Two of the strategies stand out. One in a good way, and one not so good.
Strategy, #1, Start Off Strong, is near and dear to my heart. It’s essential for querying, since you only get a few words of a pitch and the first few pages to sell the book.
Consistent with this advice (and others like it,) I cut my original Chapter 1. I’m told it’s common to have a backstory chapter that needs to be deleted. Also, as a technical writer, I feel drawn toward clarifying context before diving into details. But. It’s not fun-to-read fiction if everything is carefully organized. I wanted an “establishing shot,” but it wasn't a strong opening.
I’m pretty sure getting thrown in jail counts as a strong start. it seems bad; it requires the MC to take action.
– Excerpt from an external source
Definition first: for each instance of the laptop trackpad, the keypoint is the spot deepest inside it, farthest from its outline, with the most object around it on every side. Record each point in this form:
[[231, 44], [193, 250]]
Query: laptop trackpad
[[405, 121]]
In a sense, it’s passive, but it’s an initiating incident, and it requires a response.
There’s an intentionally ambiguous modifier on the opening page. This may be a “too clever” thing that is seen as “can’t write properly.” Maybe it should be cut.
I’m confident I have most of the other writing strategies covered. #2 Progress the Plot, and #3 Captivating Characters are — I think — part of The Forge. It’s (#4) a Passionate Pursuit.
Strategy #5, Entertain and/or Educate is slippery. As a non-fiction writer, I do a lot of writing to educate. What I’m working on now, however, is writing to entertain.
But.
While it’s escapist #EpicFantasy, there’s a nuanced bit of “education” lurking behind the entertainment. There’s always a kind of moral exposition in a story, and a value judgement by writer (and reader) on whether on not the characters were good people. Did they earn their reward? Was their punishment merited?
As a writer of #grimdark, I sometimes think I’m beyond this pandering to good-people-win-bad-people-die-horribly dualism.
But I’m not.
When good people die, it’s a tragedy, and it’s central to how other characters will respond. When bad people die, the reader may be as happy to seem them go as some of the characters. The story may be bleak in places, but the characters have hope and a moral arc, even if it is crushed and broken by circumstances.